L’outillage rhétorique traditionnel est mis de côté au profit d’un langage
pourtant dense qui jamais ne s’essouffle, car les « tropes » sont encore trop « le visible ». Mais l’incise (« indécise »), qui
caractérise entre autre la poésie de J.C Schneider (bien que moins récurrente
dans ce recueil), resserre l’étreinte du langage, ne lui ajoutant ni ne lui
retranchant aucun sens ; parfois jusqu’à l’écorchure. « Phrase –/ pas devant pas, doute, se/
rabroue, sourde… »
Sans déroger à une poétique affirmée au fil des recueils (voir bibliographie de l’auteur), les « Leçons de
Lumière » en passent par une syntaxe qui nécessite affrontements, tensions
voire douleurs spécifiques avant d’atteindre à un semblant de sérénité – mais
en sera-t-il jamais entre ombre et lumière ? Le fait est là : un rien
de pointillisme s’accroche malgré le passage du temps sur la matière. Or
comment figer tant d’incises en mouvements : « gesticulants tronçons », « vers tranchés » en poésie de « reptation » ; coupée, c’est-à-dire – jusqu’à
l’inacceptable –, mais dont résiste le spasme ? Un spasme qui affranchit
l’homme-poète des limites de son corps terrestre, en le submergeant au
contraire dans cette gigantesque plaie que lui offre le monde. Au lecteur d’en
forcer l’ouverture, à la rencontre de ces mots : « re-/noyés/ dans la langue et l’endormement/
quand l’épidémie vie (…)/ prolifère sous sa peau de dure mère,/ durcit,/ dure. »

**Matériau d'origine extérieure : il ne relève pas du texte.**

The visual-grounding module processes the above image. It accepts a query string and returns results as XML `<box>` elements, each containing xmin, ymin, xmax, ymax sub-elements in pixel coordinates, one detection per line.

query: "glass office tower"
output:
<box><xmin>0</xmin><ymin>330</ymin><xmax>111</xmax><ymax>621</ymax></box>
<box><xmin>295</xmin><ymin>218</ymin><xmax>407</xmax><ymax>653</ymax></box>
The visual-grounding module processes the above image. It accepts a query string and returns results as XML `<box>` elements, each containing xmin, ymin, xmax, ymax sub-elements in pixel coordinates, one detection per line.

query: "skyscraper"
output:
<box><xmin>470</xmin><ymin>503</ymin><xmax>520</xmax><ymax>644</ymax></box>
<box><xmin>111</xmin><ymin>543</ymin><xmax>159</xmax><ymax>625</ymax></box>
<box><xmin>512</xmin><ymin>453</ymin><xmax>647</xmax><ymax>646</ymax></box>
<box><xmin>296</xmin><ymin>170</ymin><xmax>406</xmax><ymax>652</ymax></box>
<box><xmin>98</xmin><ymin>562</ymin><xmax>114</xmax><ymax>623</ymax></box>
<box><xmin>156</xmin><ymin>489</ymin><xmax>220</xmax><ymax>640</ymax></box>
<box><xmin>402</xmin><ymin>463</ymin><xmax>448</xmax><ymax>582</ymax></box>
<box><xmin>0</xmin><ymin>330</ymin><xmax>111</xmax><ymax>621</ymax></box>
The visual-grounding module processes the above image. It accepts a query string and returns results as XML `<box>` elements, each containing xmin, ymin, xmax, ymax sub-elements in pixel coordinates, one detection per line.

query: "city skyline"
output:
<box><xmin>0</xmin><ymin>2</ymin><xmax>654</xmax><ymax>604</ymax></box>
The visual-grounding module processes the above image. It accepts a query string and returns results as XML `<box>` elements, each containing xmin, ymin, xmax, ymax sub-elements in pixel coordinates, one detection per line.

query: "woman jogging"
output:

A lui cette main tendue, ça et là, sous le mode impératif qui le ramène à
soi-même, et à l’ordre du monde dans lequel il se démène : « limez, dents… » est-il conseillé,
« écorchez le vernaculaire… »
en préalable à toute démarche véhiculaire, certainement, qui se cache derrière
le mot : poème, toujours trop empreint de sagesse. Pour faire en sorte que
l’homme se dégage de ses ornières, quelle que soit la douleur ; et par là même
de sa condition ? dire si le texte se mérite doublement alors. « Mais : leçons », d’abord.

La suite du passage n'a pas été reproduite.